Five resume red flags employers are concerned about (and how to fix them)

Your resume is the first impression you make on a potential employer, usually well before you even meet them. (And if you blow that first on-paper impression, you won’t get the chance for a face to face at all.)

That is why it is so important to make sure that your resume doesn’t turn employers off right at the first reading. Here are the five most common resume red flags that make employers question your candidacy, and how you can avoid them.

Concern # 1 – Your resume isn’t customized to the job
Employer question: Did this candidate even apply to the right job?

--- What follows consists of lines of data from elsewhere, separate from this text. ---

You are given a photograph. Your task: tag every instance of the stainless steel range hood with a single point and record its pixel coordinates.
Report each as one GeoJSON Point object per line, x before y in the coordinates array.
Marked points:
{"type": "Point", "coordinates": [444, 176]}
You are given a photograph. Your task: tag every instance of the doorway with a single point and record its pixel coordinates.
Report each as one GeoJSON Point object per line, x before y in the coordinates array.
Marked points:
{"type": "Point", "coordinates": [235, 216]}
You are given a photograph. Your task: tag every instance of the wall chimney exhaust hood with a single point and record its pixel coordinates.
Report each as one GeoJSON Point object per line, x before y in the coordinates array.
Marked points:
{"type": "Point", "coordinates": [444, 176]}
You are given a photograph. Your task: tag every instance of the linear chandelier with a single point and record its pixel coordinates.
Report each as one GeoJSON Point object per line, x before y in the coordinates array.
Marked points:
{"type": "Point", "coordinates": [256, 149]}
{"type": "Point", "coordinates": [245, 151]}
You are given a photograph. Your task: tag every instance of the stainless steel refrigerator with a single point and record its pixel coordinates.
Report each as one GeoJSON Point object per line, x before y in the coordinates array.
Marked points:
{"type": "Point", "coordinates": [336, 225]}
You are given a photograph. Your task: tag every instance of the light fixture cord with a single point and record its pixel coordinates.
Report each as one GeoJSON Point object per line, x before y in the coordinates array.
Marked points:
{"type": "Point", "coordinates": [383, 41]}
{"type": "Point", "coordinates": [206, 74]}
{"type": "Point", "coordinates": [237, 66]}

If you don’t customize your application specifically for the job you are targeting, employers might not see your resume as relevant. As a very basic example, if the title at the top of your resume doesn’t match the position, it can look like you’re applying for the wrong job. So, if your last role was as a Communications Specialist, but the job you’re applying for is as a Public Relations Coordinator, PR Coordinator should be the new title of your resume. Use the intro paragraph and descriptions of your on-the-job wins to demonstrate how your Communications Specialist experience will make you a great at the PR role.

Concern# 2 – Grammar and spelling mistakes

Employer question: Does this person care about the job, or can they just not write?

If your application has spelling or grammatical errors, it says one of two things to potential employers, and neither one is good. One possibility is that you don’t know how to write an error-free document – and this is even when you were working on your own time, from home – which isn’t good. The other option is worse. That is that you do know how to write without mistakes, it’s just that you didn’t care enough about the job to put the effort into writing clean copy or properly proofreading.

Either way, you don’t look like a great candidate.

Concern # 3 – Job hopping

Employer question: Can this candidate hold down a job?

If you have lots of short-term work experience on your resume, it can give the impression that you are a job hopper and might not stick around long enough to make it worth hiring and training you. Now, the pace of work has changed in recent years. In many private-sector industries, the average length of tenure in any one position is just about two years. So anywhere you’ve worked for a year or two shouldn’t even raise eyebrows anymore. If you’ve done contract positions, you can indicate that on your resume.

The real red flag is when you’ve only worked for a period of months at a job. This can give the impression that you were hired, it didn’t work out, and either left or were let go. That process can be costly for employers, so they actively try to avoid a wrong hire.

If you have one such short stint in your work history, consider leaving it off your resume altogether. It isn’t necessary to list everything you’ve done. Your resume is your marketing document. Use it to highlight the stuff that sells your candidacy. Cut the rest.

Concern # 4 – Gaps in your resume
Employer question: This person hasn’t worked in a while – are their skills up to date?

If there’s a gap on your resume between jobs, employers might worry that you could be out of touch or don’t have the latest skills. If you have only been off work for a few months, I wouldn’t sweat it. It usually takes people several months to land a new job.

If you’ve been off for longer than that, simply explain in a line what you were doing at the time.

    • 2016-2017 Stay-at-home parent with newborn – now in full-time daycare.

Or

    September 2015 – May 2016 Went back to school full time, acquired a certificate in Media Studies from Queen’s College.

See our complete tips for how to cover gaps in your resume.

Concern # 5 – Lack of achievement
Employer question: Why would I take the time to meet with this candidate in particular?

Employers receive so many resumes for most of the jobs they advertise, that they cannot possibly have time to meet with all of them. So, they’re not necessarily rejecting candidates, they simply have to select the ones who stand out enough to interview.

You can become one of these by highlighting accomplishments on your resume.

There’s not a lot of mystery in job titles. So, when you list your work experience as an accountant or a sales rep, employers generally already know the basic tasks that go along with those jobs. Still, people too often spend a lot of valuable resume real estate describing their day-to-day job duties. What employers really want to see, what will make you stand out, is demonstrating how you stood out in the role. What did you accomplish that others might not have? What were your significant achievements? Use numbers whenever possible.

  • Landed the year’s largest new business contract – exceeding quote by 23 per cent.
  • Found 12 per cent cost savings with no reduced output.

The absence of accomplishments can give the impression that you are not a stand-out candidate or a stellar employee, causing employers to move on to the next application in the pile.

A customized, error-free resume that summarizes your relevant work history and highlights your accomplishments will go a long way towards answering employers’ initial questions about your candidacy for the job, and get them wanting to ask you the more in-depth ones… in an interview.